It's the summer and you may be wondering what to read next. Here are a few fresh suggestions:
The Best Of Kim Stanley Robinson, a hardback collection of Stan's short stories and novellas across all his career, has just been released in the USA. Contents:
- Venice Drowned
- Black Air
- Ridge Running
- The Lucky Strike
- Our Town
- The Blind Geometer (previously uncollected)
- Mother Goddess Of The World
- Remaking History
- The Lunatics
- Before I Wake
- The Translator
- A History Of The Twentieth Century, With Illustrations
- A Sensitive Dependence On Initial Conditions
- Muir On Shasta
- Vinland The Dream
- Arthur Sternbach Brings The Curveball To Mars
- Sexual Dimorphism
- Discovering Life
- How Science Saved The World (previously uncollected)
- Prometheus Unbound, At Last (previously uncollected)
- The Timpanist Of The Berlin Philharmonic, 1942 (previously unpublished)
- Afterword by Kim Stanley Robinson
Some reviews can be found here, and of course you can leave your own.
Also, one year after its hardcover release (this seems to be standard publishing procedure), Galileo's Dream has now been released as a paperback in the UK (and by consequence the rest of Europe too)!
" Late Renaissance Italy abounds in alchemy and Aristotle, yet it trembles on the brink of the modern world. Galileo’s new telescope encapsulates all the contradictions of this emerging reality. Then one night a stranger presents a different type of telescope for Galileo to peer through, enabling him to see the world of humans three thousand years hence.
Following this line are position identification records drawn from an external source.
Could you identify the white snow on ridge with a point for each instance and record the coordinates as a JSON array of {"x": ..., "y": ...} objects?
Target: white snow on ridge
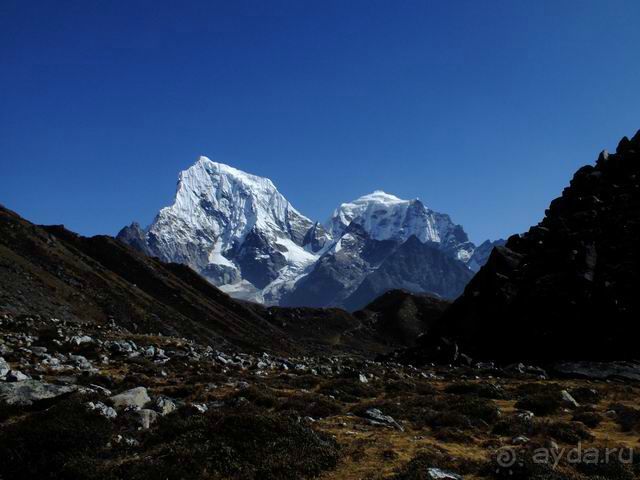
[
  {"x": 224, "y": 220},
  {"x": 387, "y": 217}
]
Galileo will soon find himself straddling two worlds, the medieval and the modern. By day his life unfurls in early seventeenth century Italy; by night he is transported through dimensions of time and space no other man of his time could possibly comprehend. Inexorably, Galileo faces trial for religious crimes in his own time, while in the new world he discovers, where science assures men that they can perform wonders, but does not tell them what wonders to perform, he is revered.
This sumptuous, gloriously thought-provoking and suspenseful novel recalls Robinson's magnificent Mars books as well as bringing to us Galileo as we have always wanted to know him. "
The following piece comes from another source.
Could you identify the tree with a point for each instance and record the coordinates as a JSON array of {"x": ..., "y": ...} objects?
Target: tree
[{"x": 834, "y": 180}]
More reviews can be found here. Some minor corrections and modifications have been made in the text for this release compared to the first edition of the hardback. Personally, I prefer paperbacks because of how easily they can be carried around to be read anywhere in the Great Outdoors, so this is the edition I'll be reading.
All this makes for a very stellar post -- both covers are amazingly similar!